The NAD Health Ministries department and CABL have now started to collaborate with the NAD Youth/Young Adult department to expand the outreach of health and wellness to public campuses through Adventist Christian Fellowship (ACF). There are several public universities in Canada and the United States that have chapters of ACF with very dedicated Seventh-day Adventists students who serve as presidents of their local chapters.

The local Seventh-day Adventist churches near those public campuses are encouraged to play an important role to inspire and pray for the young adults. There is very large contingency of Seventh-day Adventist students, staff and faculty on the public campuses who can make a huge impact to a very large “untouched” population of secular young adults. The local church members can support that ACF group in extremely positive ways as they support the public campus ministries. Health is one very meaningful and unthreatening way to reach out to the population of the “secular” students on the public and private campuses. The local churches are a key element to make that happen.

Leadership Development

As the CABL needs are confronted in the future on both the public and private campuses there are ways that each of us can help these young adults achieve a more meaningful and healthier life. “Helping is a fundamental human activity, but it can also be a frustrating one.” Edgar H. Schein wrote in his book, Helping: How to offer, give, and receive help. If we can help in a truly meaningful way, we have fulfilled a need for someone else. This is a Biblical concept that Christ taught and CABL does this through health programming.  Could we not also offer this  for young adults that we encounter?

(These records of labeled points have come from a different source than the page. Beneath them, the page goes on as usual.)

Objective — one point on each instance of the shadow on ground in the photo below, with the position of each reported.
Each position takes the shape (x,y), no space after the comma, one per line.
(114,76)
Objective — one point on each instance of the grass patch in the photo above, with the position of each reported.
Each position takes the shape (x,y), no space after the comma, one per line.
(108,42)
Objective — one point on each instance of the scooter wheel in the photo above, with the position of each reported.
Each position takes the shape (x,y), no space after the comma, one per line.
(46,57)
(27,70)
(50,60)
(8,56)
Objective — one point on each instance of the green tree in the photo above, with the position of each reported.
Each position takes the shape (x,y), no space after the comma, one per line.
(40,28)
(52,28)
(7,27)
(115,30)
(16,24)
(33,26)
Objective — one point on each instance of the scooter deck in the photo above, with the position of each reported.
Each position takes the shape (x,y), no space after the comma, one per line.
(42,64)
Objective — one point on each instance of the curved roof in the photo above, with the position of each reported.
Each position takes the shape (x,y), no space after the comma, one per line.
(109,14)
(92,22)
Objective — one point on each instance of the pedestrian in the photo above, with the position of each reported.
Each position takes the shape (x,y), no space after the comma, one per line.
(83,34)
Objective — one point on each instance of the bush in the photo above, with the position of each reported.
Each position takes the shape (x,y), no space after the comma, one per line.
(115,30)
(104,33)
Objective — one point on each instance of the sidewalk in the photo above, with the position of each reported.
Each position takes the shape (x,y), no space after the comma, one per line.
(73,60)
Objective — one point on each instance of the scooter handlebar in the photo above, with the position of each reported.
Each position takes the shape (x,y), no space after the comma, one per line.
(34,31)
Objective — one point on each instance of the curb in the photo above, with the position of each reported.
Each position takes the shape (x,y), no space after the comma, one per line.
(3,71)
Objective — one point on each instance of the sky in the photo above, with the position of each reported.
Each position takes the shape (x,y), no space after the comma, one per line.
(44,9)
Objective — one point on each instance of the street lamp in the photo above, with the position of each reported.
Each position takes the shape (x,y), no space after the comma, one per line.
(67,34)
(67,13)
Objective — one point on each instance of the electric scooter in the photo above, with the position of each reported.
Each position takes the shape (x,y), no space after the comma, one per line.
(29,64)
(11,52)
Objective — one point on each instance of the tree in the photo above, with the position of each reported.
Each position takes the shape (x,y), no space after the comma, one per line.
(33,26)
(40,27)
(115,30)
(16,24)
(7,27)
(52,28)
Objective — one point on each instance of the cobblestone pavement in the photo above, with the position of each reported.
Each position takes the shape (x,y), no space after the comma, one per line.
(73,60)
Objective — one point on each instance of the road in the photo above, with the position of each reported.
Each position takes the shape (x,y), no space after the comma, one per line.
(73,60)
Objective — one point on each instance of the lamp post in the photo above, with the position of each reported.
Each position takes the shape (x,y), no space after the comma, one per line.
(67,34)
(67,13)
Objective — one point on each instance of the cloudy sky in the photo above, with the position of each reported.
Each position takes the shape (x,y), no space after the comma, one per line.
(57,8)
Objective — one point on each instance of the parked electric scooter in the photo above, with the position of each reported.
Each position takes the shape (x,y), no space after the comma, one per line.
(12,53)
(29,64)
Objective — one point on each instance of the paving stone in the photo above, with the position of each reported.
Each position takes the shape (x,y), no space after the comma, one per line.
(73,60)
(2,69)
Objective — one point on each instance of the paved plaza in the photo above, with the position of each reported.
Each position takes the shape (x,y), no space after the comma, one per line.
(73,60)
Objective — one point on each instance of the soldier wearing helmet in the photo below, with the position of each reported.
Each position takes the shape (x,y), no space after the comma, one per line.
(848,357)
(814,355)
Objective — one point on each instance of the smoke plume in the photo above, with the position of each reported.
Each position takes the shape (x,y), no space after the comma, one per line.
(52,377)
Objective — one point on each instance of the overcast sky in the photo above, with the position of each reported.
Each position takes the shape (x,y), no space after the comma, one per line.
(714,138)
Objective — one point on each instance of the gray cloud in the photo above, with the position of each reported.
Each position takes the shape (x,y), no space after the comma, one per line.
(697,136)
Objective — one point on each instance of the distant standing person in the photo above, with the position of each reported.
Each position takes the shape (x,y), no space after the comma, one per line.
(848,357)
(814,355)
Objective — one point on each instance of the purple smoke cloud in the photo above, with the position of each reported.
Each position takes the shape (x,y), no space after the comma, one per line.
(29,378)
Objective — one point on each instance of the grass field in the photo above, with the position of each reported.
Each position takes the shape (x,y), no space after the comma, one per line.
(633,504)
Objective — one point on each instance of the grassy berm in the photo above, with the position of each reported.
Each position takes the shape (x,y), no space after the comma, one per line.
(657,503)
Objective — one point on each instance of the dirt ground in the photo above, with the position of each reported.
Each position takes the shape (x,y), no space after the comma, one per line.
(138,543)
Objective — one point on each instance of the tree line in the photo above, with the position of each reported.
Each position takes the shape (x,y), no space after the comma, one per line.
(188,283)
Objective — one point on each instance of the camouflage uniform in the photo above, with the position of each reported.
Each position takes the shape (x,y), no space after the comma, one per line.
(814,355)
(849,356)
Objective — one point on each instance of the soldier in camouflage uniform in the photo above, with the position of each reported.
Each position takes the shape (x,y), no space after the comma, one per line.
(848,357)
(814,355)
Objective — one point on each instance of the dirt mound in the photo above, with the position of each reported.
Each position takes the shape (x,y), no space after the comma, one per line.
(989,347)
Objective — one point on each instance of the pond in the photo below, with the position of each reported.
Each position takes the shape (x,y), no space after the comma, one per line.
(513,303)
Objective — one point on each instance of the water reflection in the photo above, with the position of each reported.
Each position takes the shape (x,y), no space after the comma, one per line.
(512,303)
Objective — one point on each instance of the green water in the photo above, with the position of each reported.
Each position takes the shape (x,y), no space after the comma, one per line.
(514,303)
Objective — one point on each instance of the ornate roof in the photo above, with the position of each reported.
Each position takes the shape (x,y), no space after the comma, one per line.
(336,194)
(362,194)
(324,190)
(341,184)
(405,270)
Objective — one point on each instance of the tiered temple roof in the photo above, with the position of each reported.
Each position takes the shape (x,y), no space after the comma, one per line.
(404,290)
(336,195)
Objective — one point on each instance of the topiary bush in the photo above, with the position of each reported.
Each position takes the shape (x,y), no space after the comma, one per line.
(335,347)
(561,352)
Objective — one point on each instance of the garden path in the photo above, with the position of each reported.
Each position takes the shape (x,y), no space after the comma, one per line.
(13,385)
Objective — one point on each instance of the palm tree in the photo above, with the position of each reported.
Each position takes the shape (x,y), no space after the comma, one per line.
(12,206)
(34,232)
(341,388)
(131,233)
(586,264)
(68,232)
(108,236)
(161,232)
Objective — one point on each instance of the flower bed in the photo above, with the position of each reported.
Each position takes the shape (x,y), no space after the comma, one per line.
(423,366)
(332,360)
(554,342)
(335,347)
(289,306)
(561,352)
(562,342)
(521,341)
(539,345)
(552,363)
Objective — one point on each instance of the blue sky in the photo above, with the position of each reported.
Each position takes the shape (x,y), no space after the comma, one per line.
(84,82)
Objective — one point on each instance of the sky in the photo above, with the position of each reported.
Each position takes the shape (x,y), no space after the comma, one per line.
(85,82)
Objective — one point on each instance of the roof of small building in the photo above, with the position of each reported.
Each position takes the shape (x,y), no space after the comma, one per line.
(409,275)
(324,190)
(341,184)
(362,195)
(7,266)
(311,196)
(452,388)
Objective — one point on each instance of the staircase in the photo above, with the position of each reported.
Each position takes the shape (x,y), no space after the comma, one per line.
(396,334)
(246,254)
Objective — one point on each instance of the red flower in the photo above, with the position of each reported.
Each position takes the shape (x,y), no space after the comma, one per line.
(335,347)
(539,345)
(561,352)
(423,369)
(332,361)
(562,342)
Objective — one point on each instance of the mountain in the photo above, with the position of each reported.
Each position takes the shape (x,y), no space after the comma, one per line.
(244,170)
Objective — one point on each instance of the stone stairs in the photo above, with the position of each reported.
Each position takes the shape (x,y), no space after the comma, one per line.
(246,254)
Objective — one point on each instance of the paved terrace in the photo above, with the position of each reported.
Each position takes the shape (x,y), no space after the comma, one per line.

In working with and developing teams there are a few factors that play an important role. CABL not only needs to work as a team in their respective campus environment, but they also can improve performance as they connect with young adults and mentors from other campuses and their individual church group.
Part of the strategies to improve teams’ effectiveness is to consider that there are certain factors that help teams to flourish and be creative in their approaches. The basis for teams to be successful is to create trust. Other principles that help to build trust are necessary to make effective teams including though not limited to: Integrity, humility, generosity, thankfulness, sound judgement, and ability. This in part is gleaned from team building training developed by Paul H. Lehmann personal research and experience on team building, leadership and trust, and opportunity analysis spectrum as well as information on Sam Sikes workshop on trust building at an International Conference for Experiential Education.

Effective teams are likely more effective at good communication. Alex “Sandy” Pentland of Harvard University in The Harvard Business Review, “The New Science of Building Great Teams” explains a list of elements important in communication for effective teams. Sociometric data shows some of the necessary components in communication to help teams succeed. The data also reveal, at a higher level, that successful teams share several defining characteristics:

  1. Everyone on the team talks and listens in roughly equal measure, keeping contributions short and sweet.
  2. Members face one another, and their conversations and gestures are energetic.
  3. Members connect directly with one another—not just with the team leader.
  4. Members carry on back-channel or side conversations within the team.
  5. Members periodically break, go exploring outside the team, and bring information back.

Final Thoughts

This is but a small chapter in CABL with an ever growing and complexity of needs about health and wellness for all and especially for our youth and young adults in our individual circles of influence. Prayerfully, those circles of influence can not only be managed but enlarged. Being part of the young adult community and using their energy, courage, and guided ideas we can all make a difference to fulfill a real need. Please pray for us.